Volume 20 Number 5 February 23, 2019

Using Music: From Spontaneous to Scientific Concepts in the Primary School Writing Classroom

Ruth Round
Auckland, New Zealand

Graham McPhail
University of Auckland, New Zealand

Citation: Round, R., McPhail, G. (2019). Using music: From spontaneous to scientific concepts in the primary school writing classroom. International Journal of Education & the Arts, 20(5). Retrieved from http://doi.org/10.18113/P8ijea20n5


Recent developments in the sociology of education highlight the importance of the school as a site for the transformation of students’ everyday knowledge into a more ordered and systemised form that provides the means for the development of creative conceptual higher order thinking. However, in recent times there has been a shift towards a dedifferentiation between knowledge and experience in education as well as a shift in the conceptualisation of the role of the teacher from expert pedagogue to facilitator.. In this paper we report on the work of one of the authors whose approach to music teaching in the primary school may be seen to exemplify Vygotsky’s ideas about the purpose of education and the role of the teacher.

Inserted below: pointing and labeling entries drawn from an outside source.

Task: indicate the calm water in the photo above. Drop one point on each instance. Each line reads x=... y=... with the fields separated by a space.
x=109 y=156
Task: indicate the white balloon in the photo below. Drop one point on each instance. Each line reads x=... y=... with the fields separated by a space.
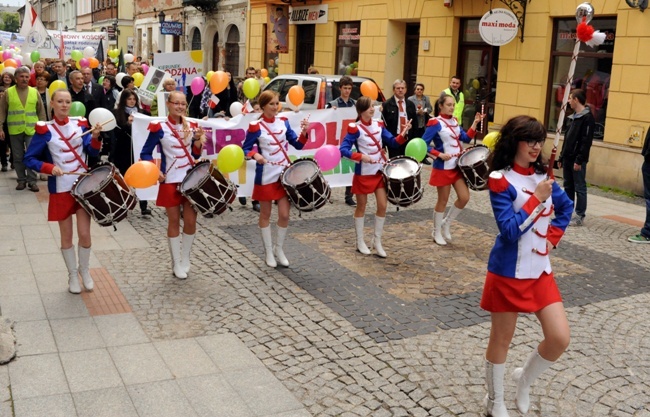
x=118 y=78
x=104 y=117
x=236 y=108
x=89 y=52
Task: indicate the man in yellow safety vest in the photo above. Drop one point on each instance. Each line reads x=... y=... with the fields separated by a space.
x=21 y=107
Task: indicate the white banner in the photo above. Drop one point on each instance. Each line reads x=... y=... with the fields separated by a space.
x=326 y=127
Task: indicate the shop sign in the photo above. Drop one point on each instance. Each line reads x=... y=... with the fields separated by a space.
x=308 y=14
x=498 y=27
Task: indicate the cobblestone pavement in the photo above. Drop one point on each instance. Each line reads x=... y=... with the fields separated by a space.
x=361 y=336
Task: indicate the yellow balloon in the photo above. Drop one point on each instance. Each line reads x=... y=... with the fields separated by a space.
x=490 y=140
x=57 y=85
x=137 y=79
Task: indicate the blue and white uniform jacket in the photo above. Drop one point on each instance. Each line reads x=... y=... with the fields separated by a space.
x=47 y=150
x=368 y=139
x=175 y=147
x=446 y=135
x=271 y=146
x=525 y=224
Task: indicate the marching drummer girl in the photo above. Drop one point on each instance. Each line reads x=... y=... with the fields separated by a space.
x=271 y=134
x=446 y=134
x=368 y=136
x=58 y=149
x=181 y=142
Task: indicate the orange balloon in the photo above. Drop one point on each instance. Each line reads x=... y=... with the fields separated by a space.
x=296 y=95
x=218 y=82
x=369 y=89
x=142 y=174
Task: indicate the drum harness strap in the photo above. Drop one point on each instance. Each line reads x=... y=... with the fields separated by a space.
x=180 y=141
x=277 y=142
x=67 y=142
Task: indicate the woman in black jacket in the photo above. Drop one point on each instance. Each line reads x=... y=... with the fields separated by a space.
x=123 y=151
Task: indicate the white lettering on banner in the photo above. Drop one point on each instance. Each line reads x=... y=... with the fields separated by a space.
x=326 y=127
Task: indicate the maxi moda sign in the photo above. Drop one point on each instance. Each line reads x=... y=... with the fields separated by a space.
x=307 y=15
x=498 y=27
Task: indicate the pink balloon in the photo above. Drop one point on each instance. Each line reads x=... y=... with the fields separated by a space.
x=197 y=86
x=327 y=157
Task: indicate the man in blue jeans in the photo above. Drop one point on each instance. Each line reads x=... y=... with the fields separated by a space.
x=644 y=236
x=575 y=153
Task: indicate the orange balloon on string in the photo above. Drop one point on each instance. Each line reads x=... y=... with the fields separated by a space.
x=142 y=174
x=369 y=89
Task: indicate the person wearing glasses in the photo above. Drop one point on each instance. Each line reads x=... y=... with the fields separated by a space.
x=446 y=134
x=532 y=213
x=181 y=142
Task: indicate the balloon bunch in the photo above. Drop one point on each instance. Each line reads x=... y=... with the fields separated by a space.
x=85 y=59
x=10 y=59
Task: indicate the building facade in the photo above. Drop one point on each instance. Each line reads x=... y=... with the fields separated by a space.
x=428 y=41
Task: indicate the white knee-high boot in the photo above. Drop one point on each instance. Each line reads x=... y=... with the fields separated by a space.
x=268 y=246
x=84 y=268
x=437 y=226
x=451 y=216
x=186 y=249
x=70 y=258
x=376 y=242
x=524 y=377
x=278 y=250
x=175 y=250
x=494 y=402
x=361 y=244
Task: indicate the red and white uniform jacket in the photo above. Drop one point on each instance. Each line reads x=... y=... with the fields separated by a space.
x=368 y=139
x=47 y=150
x=525 y=224
x=272 y=137
x=446 y=135
x=175 y=147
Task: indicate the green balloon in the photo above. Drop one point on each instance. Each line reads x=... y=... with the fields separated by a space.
x=416 y=149
x=77 y=109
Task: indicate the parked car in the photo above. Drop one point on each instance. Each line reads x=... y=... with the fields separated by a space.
x=319 y=89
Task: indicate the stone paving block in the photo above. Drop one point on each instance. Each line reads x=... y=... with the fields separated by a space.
x=34 y=337
x=160 y=399
x=228 y=352
x=22 y=307
x=107 y=402
x=211 y=395
x=76 y=334
x=88 y=370
x=185 y=358
x=64 y=305
x=36 y=376
x=139 y=364
x=263 y=393
x=60 y=405
x=120 y=329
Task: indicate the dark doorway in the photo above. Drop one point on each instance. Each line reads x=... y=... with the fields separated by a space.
x=411 y=51
x=305 y=35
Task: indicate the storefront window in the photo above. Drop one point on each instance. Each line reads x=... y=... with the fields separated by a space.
x=592 y=73
x=347 y=47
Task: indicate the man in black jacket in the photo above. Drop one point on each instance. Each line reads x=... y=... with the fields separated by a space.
x=396 y=111
x=644 y=235
x=575 y=153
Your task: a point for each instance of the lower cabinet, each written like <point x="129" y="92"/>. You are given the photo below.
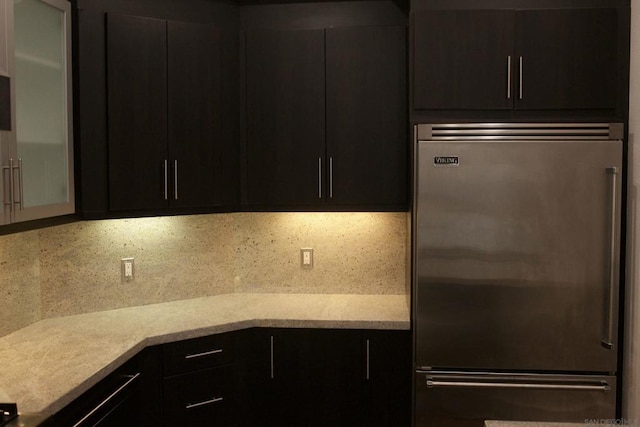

In the former, the purpose of education is to provide the context for the exposure to a form of mediated learning. In the later, the teacher takes on the expert role of mediator in assisting students in making developmental connections between spontaneous concepts and scientific concepts. Interestingly while achieving this within a literacy context, Round (the teacher in this study) also found students’ musical knowledge was developed and enhanced.